We wade through the almost unending sea of humanity, trying to avoid mud slushes, potholes, cows, and the occasional cow dung. As we approach the ghats, what begins as a slow, rumbling din slowly transforms into full-scale cacophony as we burst forth on to the riverbanks. We are witnessing an almost frenzied hubbub as the God-fearing multitude throngs the waters, hoping it will expunge their sins. The fountainhead of this ardent religious chaos is the mighty River Ganga or Ganges – the polestar of everything holy to Hindus – which overwhelms and entirely engulfs the scene.

The ghats of the River Ganges at Haridwar are chaotically glorious.

It is the first time I’m seeing the legendary river, and the first sight of slow-moving waters gives me goose bumps. However, as much as I feast my eyes, heart and soul on the view, the brown-grey waters dampen any enthusiasm I’d had to take a dip in them. This thought is obviously not shared by the hoard of sanctimonious pilgrims who swarm the riverbanks which, according to Hindu texts, are a gateway to get to heaven. Older men in all stages of undress immerse themselves into the water, hands folded, eyes closed and their lips continuously uttering prayers. A newly-married couple stands on the steps, worshipping an idol of Shiva and his consort Parvati. The murky waters splash right up to the feet of the idol, toppling the container of holy vermillion powder and lending a stranger, foggier colour to the waters. As we walk ahead, women crouch and bend on the river steps as they release what look like thousands of flames into the river. Upon a closer look, the burning flame sits on a bed of orange flowers in a grass-green leaf shaped like a little boat. In the background, men and children are frolicking in the gentle flow of the river waters, grabbing onto the iron chains suspended from the bridge to stop their frivolous pursuit.

I think we ruffle a fair number of religious feathers when we refuse to float the flower-leaf flames, saddened by the already extremely polluted state of affairs. The touts who’d tailed us retreat in slight horror, their eyes as big as saucers. We pass hawkers who’re squatting listlessly on the banks, trying hard to sell shiny trinkets to unsuspecting tourists.

“See, he’s trying to pass off those brown beads as rudraksh beads” my friend points out, obviously knowing the difference. I overhear two other people discussing the same, and yet deciding on what to buy. I stifle my laughter; everything and everyone around me is so religiously sombre that even a snort seems out of place.

Haridwar Ghats

We cross a nondescript bridge to get to Har-ki-Pauri, literally ‘the footsteps of the Lord’ and Haridwar’s main fixture. Here, the I realize the river is toying with our senses – the slightly slow-moving waters we saw earlier have disappeared. At Har-ki-Pauri, the current is relentless, forceful and palpably stronger, and swallows everything that is released into it, whether they are wishes or not.

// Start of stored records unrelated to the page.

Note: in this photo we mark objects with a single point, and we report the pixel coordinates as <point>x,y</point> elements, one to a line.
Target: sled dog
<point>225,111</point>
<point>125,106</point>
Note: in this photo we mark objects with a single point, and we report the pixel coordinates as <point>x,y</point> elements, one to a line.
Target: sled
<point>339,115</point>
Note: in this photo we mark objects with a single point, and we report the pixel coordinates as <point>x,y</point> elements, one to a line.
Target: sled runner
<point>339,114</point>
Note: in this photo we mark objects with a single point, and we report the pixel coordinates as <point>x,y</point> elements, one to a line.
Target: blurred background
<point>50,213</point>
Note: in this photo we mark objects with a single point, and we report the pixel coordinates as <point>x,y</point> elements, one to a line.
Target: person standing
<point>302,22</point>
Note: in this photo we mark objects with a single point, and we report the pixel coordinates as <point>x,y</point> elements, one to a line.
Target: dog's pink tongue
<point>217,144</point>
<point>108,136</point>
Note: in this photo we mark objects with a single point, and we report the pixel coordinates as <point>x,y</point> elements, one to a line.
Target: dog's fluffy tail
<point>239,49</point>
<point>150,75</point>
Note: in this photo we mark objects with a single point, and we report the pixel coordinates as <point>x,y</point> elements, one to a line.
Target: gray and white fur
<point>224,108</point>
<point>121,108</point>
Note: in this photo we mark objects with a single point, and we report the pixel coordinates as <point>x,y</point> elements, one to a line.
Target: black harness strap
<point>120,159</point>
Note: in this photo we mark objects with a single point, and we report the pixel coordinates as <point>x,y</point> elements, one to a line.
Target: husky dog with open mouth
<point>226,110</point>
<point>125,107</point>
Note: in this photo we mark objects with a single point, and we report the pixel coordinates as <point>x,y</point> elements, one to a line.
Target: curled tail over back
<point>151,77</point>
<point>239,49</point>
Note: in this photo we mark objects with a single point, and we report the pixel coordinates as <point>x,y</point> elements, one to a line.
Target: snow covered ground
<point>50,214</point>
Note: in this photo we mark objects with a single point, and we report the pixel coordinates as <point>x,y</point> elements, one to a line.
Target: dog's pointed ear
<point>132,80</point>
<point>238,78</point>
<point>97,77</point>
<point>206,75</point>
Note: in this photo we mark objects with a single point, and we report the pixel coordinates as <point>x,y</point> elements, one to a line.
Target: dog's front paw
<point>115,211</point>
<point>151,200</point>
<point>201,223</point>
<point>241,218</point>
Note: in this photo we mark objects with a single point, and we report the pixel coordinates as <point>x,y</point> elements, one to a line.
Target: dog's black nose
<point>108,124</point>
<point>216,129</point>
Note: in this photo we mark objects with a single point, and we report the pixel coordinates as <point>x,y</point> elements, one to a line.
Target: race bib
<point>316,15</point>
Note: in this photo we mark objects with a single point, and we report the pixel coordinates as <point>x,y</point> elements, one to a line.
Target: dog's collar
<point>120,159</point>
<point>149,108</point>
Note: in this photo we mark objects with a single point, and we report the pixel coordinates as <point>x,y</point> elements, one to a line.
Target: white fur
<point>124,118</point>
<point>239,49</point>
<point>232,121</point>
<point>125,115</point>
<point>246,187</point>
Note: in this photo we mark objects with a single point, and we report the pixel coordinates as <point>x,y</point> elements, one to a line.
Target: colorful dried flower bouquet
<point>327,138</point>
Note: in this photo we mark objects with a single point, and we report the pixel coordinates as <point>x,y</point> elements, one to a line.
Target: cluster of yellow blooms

The hubbub increases as hoards line up to watch the evening aarti. The ‘sunset priests’ make a dramatic appearance at the temple doors, draped in yards of saffron and yellow and bearing the proverbial aarti thali, their faces scrunched up. For on the thali, sky-high yellow-red flames swayed gracefully, sending all watching eyes into a trance. As if on cue, the atmosphere turns frenetic; thousands of chants reverberate in my ear, folded hands are lifted high up above the head and somewhere, bells begin to clang. For five full minutes, I can’t tear my eyes away from the theatre as the crowd seemingly sways and chants as one.

The evening aarti at Haridwar

For all its theatricality, the entire atmosphere feels soulless rather than soul-stirring. I realize that try as I might, I cannot drown my consciousness in the babel and wilfully move away from the crowd that throngs the temple steps in a bid to offer prayers. I walk out and pray from afar, hoping I haven’t evoked the ire of the many gods whose blessings we seek. I sneak one last look at the Ganges.

The ghats may overwhelm some and disappoint many others, but they’re mostly a stage for a spectacle being expertly played out by thespians of the craft. It might not be the ideal way for the soul to get to heaven, I think, but it is certainly an eventful one.